Вечером, а по деревенским меркам – ночью у Гошки было свидание. На остановке. Эта автобусная остановка на бетонной дороге из города в город мимо деревеньки, стояла к деревеньке «лицом» и служила всем ребятам местом вечернего сбора и своеобразным клубом. Автобусы днем ходили раз в два часа, последний автобус был в половину одиннадцатого вечера, и, после этого, угловатая железобетонная конструкция с тяжеленной скамейкой, отходила в безраздельное ребячье пользование. Девчонки вениками из пижмы выметали мусор, оставленный редкими пассажирами, Гошка притаскивал отцовский приемник ВЭФ и посиделки начинались. Обычно сидели вчетвером. Но сегодня к Генке приехали родители, Ольга «перезагорала» на пруду и лежала дома, намазанная сметаной. Пользуясь таким удачным случаем, вдобавок к ВЭФу, Гошка захватил букет ромашек и васильков для романтической обстановки. Светка не опоздала. Они посидели на лавочке и поболтали о звездах. Звезд было дофига и болтать о них было удобно. Как в планетарии.
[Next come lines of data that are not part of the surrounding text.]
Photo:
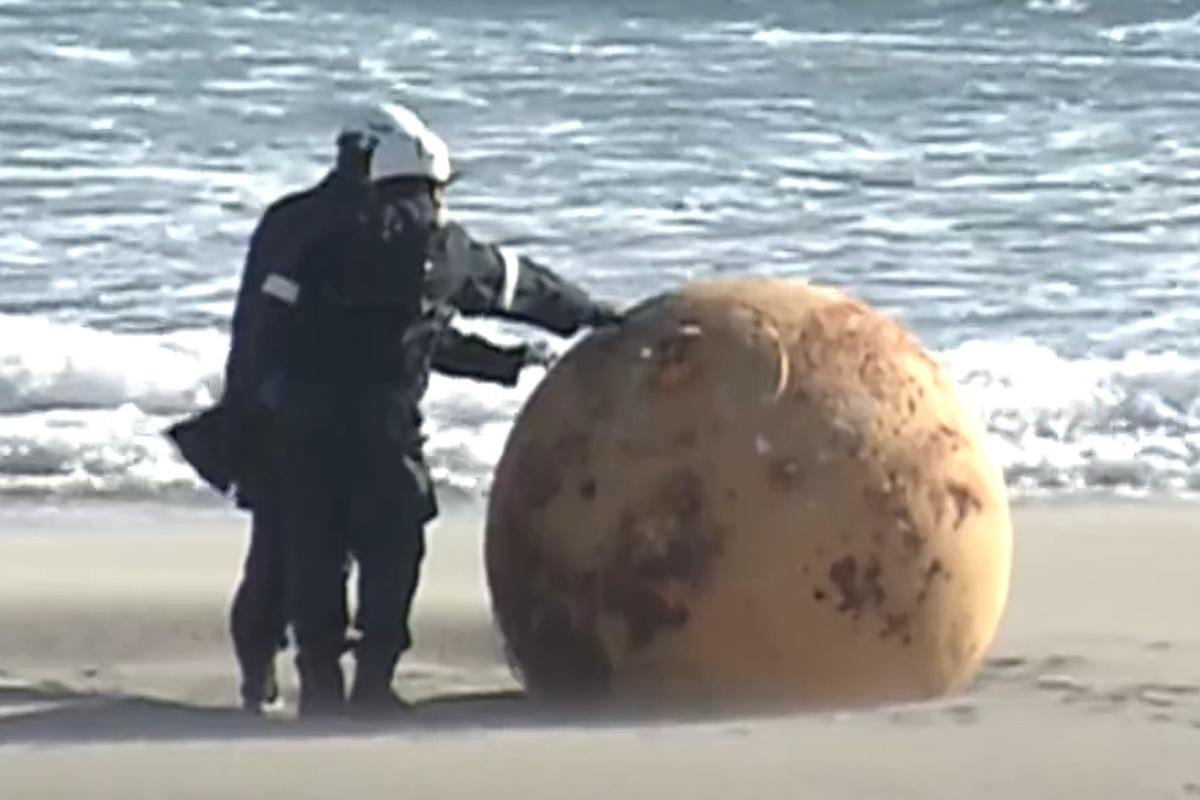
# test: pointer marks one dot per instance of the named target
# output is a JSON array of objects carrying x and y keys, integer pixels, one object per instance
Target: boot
[
  {"x": 372, "y": 695},
  {"x": 322, "y": 686},
  {"x": 261, "y": 690}
]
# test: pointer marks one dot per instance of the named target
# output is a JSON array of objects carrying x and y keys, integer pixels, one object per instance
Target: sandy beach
[{"x": 117, "y": 680}]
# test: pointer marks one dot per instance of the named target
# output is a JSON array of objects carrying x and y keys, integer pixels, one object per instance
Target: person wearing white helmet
[{"x": 345, "y": 306}]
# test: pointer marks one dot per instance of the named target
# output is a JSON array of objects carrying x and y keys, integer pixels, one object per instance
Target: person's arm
[
  {"x": 244, "y": 340},
  {"x": 466, "y": 355},
  {"x": 479, "y": 278}
]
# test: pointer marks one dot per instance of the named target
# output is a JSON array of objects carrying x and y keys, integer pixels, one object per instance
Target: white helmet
[{"x": 400, "y": 143}]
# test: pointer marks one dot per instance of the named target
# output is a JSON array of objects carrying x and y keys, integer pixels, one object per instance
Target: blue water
[{"x": 1018, "y": 181}]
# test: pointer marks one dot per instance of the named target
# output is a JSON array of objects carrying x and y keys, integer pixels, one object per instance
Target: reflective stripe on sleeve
[
  {"x": 511, "y": 275},
  {"x": 281, "y": 288}
]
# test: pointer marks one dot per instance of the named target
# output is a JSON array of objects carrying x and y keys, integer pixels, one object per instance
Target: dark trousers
[
  {"x": 258, "y": 617},
  {"x": 349, "y": 492}
]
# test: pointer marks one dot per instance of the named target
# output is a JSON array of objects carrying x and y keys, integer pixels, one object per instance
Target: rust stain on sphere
[{"x": 754, "y": 492}]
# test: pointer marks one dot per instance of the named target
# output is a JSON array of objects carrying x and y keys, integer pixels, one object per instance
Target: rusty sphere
[{"x": 754, "y": 492}]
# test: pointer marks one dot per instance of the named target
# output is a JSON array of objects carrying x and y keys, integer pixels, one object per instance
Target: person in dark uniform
[
  {"x": 258, "y": 614},
  {"x": 348, "y": 293}
]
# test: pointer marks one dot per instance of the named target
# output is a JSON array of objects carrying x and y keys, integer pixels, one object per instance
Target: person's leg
[
  {"x": 316, "y": 578},
  {"x": 389, "y": 555},
  {"x": 257, "y": 618}
]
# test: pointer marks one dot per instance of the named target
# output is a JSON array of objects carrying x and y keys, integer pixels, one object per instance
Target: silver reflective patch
[
  {"x": 281, "y": 288},
  {"x": 511, "y": 276}
]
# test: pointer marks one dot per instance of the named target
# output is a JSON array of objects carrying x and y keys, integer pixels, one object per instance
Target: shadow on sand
[{"x": 54, "y": 714}]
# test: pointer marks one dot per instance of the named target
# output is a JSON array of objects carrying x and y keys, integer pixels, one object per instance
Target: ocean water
[{"x": 1018, "y": 181}]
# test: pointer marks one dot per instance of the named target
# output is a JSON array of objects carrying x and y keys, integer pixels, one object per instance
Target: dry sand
[{"x": 117, "y": 681}]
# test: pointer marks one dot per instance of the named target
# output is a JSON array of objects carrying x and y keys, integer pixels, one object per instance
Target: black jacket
[{"x": 460, "y": 275}]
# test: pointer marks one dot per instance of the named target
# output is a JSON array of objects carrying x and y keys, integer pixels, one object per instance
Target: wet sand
[{"x": 117, "y": 680}]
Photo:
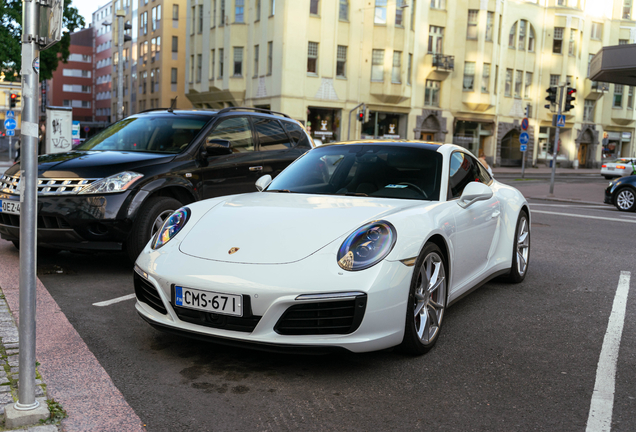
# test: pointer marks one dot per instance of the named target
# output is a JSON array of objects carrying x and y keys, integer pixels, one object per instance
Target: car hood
[
  {"x": 93, "y": 164},
  {"x": 272, "y": 228}
]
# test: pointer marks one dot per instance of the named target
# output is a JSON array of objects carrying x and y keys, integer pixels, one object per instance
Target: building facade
[{"x": 461, "y": 71}]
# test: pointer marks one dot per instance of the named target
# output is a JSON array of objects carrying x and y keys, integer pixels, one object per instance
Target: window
[
  {"x": 518, "y": 83},
  {"x": 377, "y": 65},
  {"x": 239, "y": 11},
  {"x": 343, "y": 10},
  {"x": 396, "y": 71},
  {"x": 597, "y": 31},
  {"x": 508, "y": 87},
  {"x": 469, "y": 76},
  {"x": 485, "y": 79},
  {"x": 618, "y": 96},
  {"x": 341, "y": 62},
  {"x": 588, "y": 110},
  {"x": 471, "y": 32},
  {"x": 312, "y": 58},
  {"x": 380, "y": 12},
  {"x": 238, "y": 61},
  {"x": 431, "y": 94},
  {"x": 256, "y": 54},
  {"x": 557, "y": 43},
  {"x": 490, "y": 20},
  {"x": 435, "y": 40}
]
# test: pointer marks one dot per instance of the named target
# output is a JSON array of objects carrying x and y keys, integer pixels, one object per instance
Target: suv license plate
[
  {"x": 11, "y": 207},
  {"x": 225, "y": 304}
]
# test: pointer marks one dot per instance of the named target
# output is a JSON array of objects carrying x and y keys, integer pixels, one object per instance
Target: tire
[
  {"x": 520, "y": 249},
  {"x": 148, "y": 221},
  {"x": 427, "y": 300},
  {"x": 625, "y": 199}
]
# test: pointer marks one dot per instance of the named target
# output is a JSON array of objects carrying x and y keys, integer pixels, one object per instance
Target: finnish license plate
[
  {"x": 12, "y": 207},
  {"x": 225, "y": 304}
]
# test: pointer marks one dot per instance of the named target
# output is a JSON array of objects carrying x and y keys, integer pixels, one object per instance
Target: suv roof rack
[{"x": 252, "y": 109}]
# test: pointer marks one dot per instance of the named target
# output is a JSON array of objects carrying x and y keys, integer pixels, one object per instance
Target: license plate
[
  {"x": 12, "y": 207},
  {"x": 225, "y": 304}
]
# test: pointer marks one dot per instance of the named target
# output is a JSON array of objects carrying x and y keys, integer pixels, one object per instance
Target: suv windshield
[
  {"x": 388, "y": 171},
  {"x": 157, "y": 133}
]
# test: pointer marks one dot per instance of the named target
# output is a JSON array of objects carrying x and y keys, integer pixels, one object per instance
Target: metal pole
[
  {"x": 556, "y": 139},
  {"x": 28, "y": 204}
]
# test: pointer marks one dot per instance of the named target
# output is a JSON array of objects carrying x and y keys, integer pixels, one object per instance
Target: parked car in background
[
  {"x": 114, "y": 191},
  {"x": 618, "y": 168}
]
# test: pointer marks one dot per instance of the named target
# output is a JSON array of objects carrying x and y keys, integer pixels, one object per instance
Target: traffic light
[
  {"x": 569, "y": 99},
  {"x": 551, "y": 96}
]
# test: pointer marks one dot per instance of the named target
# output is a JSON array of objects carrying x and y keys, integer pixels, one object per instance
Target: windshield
[
  {"x": 167, "y": 133},
  {"x": 388, "y": 171}
]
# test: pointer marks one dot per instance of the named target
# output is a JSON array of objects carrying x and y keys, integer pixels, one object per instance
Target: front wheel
[{"x": 426, "y": 302}]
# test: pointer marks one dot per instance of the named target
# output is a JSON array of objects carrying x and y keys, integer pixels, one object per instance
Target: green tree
[{"x": 10, "y": 34}]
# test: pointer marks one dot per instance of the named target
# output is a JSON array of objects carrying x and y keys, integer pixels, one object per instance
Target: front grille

— А средняя звезда в ручке ковша Большой медведицы называется Мицар, — Гошка невзначай обнял Светку левой рукой, правой показывая созвездие, — видишь? Она двойная. Маленькая звездочка рядом называется Алькор, по ней раньше зрение проверяли в Спарте. Кто Алькора не видел, со скалы сбрасывали. Видишь?
— Вижу, — Светка смотрела вовсе не на Алькор, — Вижу, что ты опять врешь, как обычно. А у тебя волосы вьются, я раньше не замечала почему-то.
После таких слов разглядывать всяких Мицаров с Алькорами было верхом глупости, и Гошка собрался было Светку поцеловать, но в деревне бабахнуло.
— Стреляют где-то, — немного отстранилась Светка, — случилось чего?
— Федька у Куркуля ружье купил. Пробует по бутылкам попасть.
— Ночью? Вот дурак. Его ж побьют, чтоб не шумел.
— Дурак, ага, — и пьяный еще. Пусть стреляет, ну его нафиг, — согласился Гошка и нагло поцеловал Светку в губы. Светка не возражала. В деревне опять бабахнуло, и раздался звон бьющегося стекла.
— Целуетесь, да? – заорали рядом, и из кювета на дорогу выбрался запыхавшийся и взлохмаченный Генка, — целуетесь. А там Федька с ума сошел. Взял ружье, патронташ полный с картечью и по окнам стреляет. Белки, говорит, деревню оккупировали. Зеленые. К нам его мать забегала предупредить. Ну я сразу к вам и прибежал. Пойдем сумасшедшего Федьку смотреть? В деревеньке бухнуло два раза подряд. Пару раз робко гавкнула собака, кто-то яростно заматерился. Бабахнуло снова, громче, чем раньше, и снова звон стекла и жалобный крик кота.
— Дуплетом бьет, — с видом знатока оценил Генка, — до теть Катиного дома добрался уже. Пойдем, посмотрим?
— Сам иди, — Светка прижалась к Гошке, — нам и тут хорошо. Да, Гош?
— Ага, хорошо, — как-то неубедительно согласился Гошка, — чего там смотреть? Что мы Федьку пьяного не видели? Нечего там смотреть. А смотреть там было вот что: Федька шел по широкой деревенской улице и воевал с зелеными белками.
— Ишь, сволота, окружают, — орал он, перезаряжая, — врешь, не возьмешь! Красные не сдаются!
И стрелял. Проклятущие и зеленые белки были везде, но больше всего их сидело на светящихся окнах. Гремел выстрел, гасло окно, и пропадали зеленые белки. Федька поравнялся с домом тети Кати, где за забором, на толстенной цепи сидел Джек. Пес имел внешность помеси бульдога с носорогом и такой же характер. В прошлом Джек был охотничьей собакой, ходил с хозяином на медведя и ничего не боялся. Из охотничьих собак Джека уволили из-за злости, да и цепь его нрав не улучшила. Джек ждал. Раз стреляют, значит сейчас придет хозяин, будет погоня и дичь. И лучше, если этой дичью будет этот сволочной кот Пашка, нагло таскавший из Джековой миски еду.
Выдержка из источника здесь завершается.